Results: 14.2% of patients had genotype A, while other had genotype D. Patients with
genotype A, had subgenotype A2 and HBsAg subtype adw2. Patients with genotype D,
had three subgenotypes: D1 (8,6% of patients), D2 (29%) and the most common D3
(48,1%). Different HBsAg subtypes were found: adw2 (14,5%), ayw2 (50%), ayw3
(34,2 %) and ayw4 (1,3%). The prevalence of HBeAg+ serology of 60.8% among
patients infected with genotype A was significantly higher then 30.9% recorded among
those with genotype D (P = 0.02).
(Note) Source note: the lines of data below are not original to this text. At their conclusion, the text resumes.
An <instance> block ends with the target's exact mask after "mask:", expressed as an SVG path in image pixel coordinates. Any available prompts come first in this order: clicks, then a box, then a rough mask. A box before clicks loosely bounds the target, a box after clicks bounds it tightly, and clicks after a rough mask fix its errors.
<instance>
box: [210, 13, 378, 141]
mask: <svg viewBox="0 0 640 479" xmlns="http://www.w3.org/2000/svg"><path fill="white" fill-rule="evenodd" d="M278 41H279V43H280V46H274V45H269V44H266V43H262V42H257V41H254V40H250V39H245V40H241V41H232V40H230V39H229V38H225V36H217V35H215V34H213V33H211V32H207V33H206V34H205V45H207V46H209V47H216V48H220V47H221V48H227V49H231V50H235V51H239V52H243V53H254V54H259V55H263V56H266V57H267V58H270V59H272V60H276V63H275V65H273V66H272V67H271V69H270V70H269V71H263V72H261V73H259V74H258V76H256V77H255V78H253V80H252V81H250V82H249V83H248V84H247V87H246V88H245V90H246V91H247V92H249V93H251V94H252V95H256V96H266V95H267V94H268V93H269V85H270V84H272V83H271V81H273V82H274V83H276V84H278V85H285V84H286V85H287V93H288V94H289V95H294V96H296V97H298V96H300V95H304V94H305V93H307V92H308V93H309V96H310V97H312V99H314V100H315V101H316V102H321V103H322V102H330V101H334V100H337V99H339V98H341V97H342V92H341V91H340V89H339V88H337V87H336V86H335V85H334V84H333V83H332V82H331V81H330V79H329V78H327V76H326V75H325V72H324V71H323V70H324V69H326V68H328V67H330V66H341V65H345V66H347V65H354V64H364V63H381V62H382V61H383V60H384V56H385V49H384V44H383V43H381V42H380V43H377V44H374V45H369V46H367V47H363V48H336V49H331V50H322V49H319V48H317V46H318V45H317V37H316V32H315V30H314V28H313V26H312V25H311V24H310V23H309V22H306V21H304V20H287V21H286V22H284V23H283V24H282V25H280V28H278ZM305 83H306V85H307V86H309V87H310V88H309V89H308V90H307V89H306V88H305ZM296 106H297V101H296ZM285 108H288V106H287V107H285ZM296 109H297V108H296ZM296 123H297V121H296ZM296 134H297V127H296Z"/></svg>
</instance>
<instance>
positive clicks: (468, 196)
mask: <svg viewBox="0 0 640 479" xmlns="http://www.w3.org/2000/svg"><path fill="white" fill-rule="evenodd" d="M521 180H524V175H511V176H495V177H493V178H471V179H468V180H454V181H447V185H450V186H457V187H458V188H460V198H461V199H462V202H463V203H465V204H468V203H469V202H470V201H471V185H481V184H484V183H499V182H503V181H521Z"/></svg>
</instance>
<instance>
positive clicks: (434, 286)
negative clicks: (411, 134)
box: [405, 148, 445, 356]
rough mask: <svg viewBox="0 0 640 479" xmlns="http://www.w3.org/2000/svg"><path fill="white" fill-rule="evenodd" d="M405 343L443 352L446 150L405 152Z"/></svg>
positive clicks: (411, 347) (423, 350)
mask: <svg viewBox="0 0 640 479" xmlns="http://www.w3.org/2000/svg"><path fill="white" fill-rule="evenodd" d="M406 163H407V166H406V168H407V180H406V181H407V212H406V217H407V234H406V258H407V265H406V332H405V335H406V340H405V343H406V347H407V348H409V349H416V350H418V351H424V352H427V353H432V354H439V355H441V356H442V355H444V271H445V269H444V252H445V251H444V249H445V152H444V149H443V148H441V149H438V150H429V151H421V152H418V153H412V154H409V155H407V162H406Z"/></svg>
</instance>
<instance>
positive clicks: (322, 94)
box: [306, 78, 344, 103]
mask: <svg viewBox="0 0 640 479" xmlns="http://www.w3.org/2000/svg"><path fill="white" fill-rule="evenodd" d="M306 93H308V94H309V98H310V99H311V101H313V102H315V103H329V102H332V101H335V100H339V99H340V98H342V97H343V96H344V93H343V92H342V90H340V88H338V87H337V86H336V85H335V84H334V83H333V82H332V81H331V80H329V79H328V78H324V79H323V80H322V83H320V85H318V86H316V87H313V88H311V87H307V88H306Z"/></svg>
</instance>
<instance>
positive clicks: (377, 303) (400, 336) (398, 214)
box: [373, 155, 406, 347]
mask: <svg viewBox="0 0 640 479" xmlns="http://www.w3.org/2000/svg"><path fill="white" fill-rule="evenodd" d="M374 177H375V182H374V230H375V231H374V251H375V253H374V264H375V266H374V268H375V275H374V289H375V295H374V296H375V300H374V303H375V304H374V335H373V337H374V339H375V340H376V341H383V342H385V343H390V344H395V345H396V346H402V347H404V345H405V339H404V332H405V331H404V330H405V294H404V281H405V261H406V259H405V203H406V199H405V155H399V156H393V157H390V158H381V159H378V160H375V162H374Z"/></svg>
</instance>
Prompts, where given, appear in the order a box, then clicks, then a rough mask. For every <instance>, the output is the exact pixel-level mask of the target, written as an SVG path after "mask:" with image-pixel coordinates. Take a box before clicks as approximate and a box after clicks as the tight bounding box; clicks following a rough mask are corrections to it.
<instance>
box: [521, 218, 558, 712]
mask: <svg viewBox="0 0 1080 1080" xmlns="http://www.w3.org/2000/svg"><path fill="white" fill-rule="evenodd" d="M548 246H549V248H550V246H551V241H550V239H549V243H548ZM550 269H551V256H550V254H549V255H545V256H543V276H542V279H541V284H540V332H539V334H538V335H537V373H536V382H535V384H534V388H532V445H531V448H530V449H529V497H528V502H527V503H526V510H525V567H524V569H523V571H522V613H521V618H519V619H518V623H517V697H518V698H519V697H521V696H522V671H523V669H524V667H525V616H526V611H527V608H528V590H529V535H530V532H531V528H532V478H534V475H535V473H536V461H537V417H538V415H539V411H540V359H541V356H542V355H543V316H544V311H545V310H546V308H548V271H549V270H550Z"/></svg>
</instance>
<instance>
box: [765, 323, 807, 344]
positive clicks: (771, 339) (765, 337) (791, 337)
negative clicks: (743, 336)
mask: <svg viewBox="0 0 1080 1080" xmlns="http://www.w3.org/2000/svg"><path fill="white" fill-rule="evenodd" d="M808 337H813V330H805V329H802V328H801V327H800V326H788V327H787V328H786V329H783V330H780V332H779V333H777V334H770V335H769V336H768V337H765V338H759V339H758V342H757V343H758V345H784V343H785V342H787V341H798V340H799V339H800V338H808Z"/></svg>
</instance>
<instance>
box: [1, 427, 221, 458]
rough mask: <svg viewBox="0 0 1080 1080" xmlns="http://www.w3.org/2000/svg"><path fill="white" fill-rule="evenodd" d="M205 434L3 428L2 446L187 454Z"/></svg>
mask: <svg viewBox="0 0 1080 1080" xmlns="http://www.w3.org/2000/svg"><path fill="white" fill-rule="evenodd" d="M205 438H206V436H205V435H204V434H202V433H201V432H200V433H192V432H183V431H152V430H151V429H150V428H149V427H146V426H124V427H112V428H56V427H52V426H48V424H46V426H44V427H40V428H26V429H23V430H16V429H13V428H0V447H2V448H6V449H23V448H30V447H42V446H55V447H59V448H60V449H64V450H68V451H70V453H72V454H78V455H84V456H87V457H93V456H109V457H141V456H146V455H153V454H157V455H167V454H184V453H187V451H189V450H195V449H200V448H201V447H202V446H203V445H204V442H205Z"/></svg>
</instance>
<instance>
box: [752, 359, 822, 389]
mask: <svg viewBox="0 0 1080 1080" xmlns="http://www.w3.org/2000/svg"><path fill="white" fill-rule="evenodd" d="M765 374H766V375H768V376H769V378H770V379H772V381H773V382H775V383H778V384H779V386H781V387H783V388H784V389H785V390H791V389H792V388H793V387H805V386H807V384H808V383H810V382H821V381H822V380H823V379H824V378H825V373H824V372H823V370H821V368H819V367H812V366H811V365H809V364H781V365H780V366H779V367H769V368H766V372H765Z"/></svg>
The viral loads (HBV DNA IU/l) did not differ
depending on genotypes, subgenotypes and HBsAg subtypes. The patients with HBeAg
+/HBeAb-, HBeAg-/HBeAb+ and both HBeAg and HBeAb negative serologic patterns
had differnet viral loads: 4.24, 2.67 and 2.69 log10IU/L (p = 0.01). Mean time to liver
cirrhosis was 23.2±3.4 years and 15.1±8.4 years, for genotypes A and D, respectively (P=
0.02). Genotypes, subgenotypes and HBsAg subtypes, as well as pretreatment viral loads
did not influence the lamivudine treatment outcome. The probability of lamivudine
resistance was significantly lower in patient with less advanced disease (with no/mild
fibrosis) than in patients with severe fibrosis ( 48,9 % vs. 76,1%, p=0,03).
Conclusion: Genotypes, subgenotypes and HBsAg subtypes did not influence the serum
ALT activity and albumin concentration. Patients with genotype D had faster progression
to liver cirrhosis than in patients with genotype A. HBeAg positivity was more common
in patients infected with genotype A, subgenotype A2 and adw2 subtype. Severe fibrosis
and cirrhosis were negative predictive factors for lamivudine treatment outcome.